Dictionary of National Biography, 1885-1900/Hoy, Thomas
HOY, THOMAS (1659–1718), physician and poet, born on 12 Dec. 1659 (School Reg.), was son of Clement Hoy of London. He was admitted into Merchant Taylors' School in 1672, and was elected a probationary fellow of St. John's College, Oxford, in 1675. He graduated B.A. 1680, M.A. 1684, M.B. 1686, and M.D. 1689. He was appointed regius professor of physic at Oxford in 1698. Hearne, whose opinion of 'a ranck low church whigg' is not likely to be impartial, says that he owed his appointment to the influence of Dr. Gibbons with Lord Somers, and that he scandalously neglected the duties of his office.
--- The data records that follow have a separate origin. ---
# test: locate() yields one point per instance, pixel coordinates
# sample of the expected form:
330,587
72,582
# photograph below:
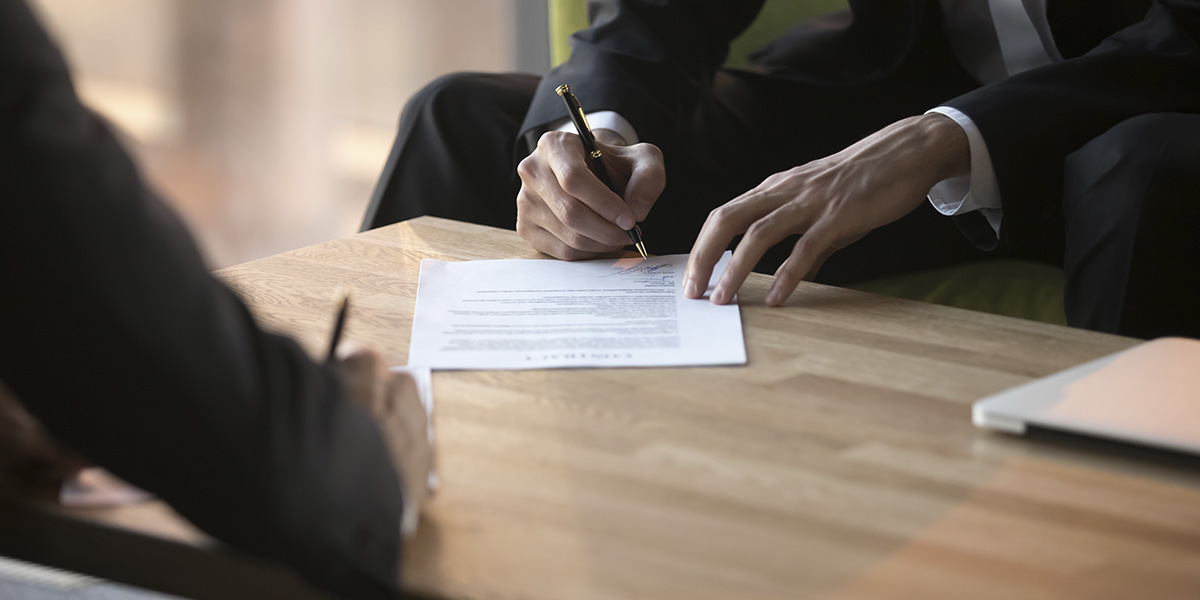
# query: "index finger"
720,227
574,177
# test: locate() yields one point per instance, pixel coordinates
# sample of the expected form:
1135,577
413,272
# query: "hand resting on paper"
831,202
394,402
565,211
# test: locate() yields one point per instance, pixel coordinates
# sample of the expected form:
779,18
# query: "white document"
624,312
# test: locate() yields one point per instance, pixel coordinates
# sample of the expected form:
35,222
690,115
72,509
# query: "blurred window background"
265,123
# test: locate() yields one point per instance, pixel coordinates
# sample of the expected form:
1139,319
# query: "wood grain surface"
839,462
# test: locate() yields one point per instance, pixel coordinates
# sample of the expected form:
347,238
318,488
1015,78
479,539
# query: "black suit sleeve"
119,340
646,59
1033,120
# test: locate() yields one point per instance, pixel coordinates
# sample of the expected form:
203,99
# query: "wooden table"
839,462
According to Wood he practised as a physician 'in and near the antient Borough of Warwick,' but in 1698 Evelyn, writing from Wotton, speaks of Dr. Hoy as 'a very learned, curious, and ingenious person, and our neighbour in Surrey.' He died, it is said, in Jamaica in or about 1718. Besides contributing to the translations of Plutarch's 'Morals,' 1684, of Cornelius Nepos, 1684, and of Suetonius's 'Life of Tiberius,' 1689, he published: 1. Two essays, the former 'Ovid de arte Amandi, or the Art of Love,' book i.; the latter 'Hero and Leander of Musæus from the Greek,' London, 1682. 2. 'Agathocles, the Sicilian Usurper;' a poem, London, 1683, fol.
[Rawlinson MS. 533; Munk's Coll. of Phys. i.459; Wood's Athenæ Oxon. ed. Bliss, iv. 712; Hearne's Collections, i. 230, 322, &c.; Evelyn's Diary; Robinson's Reg. of Merchant Taylors' School, i. 277.]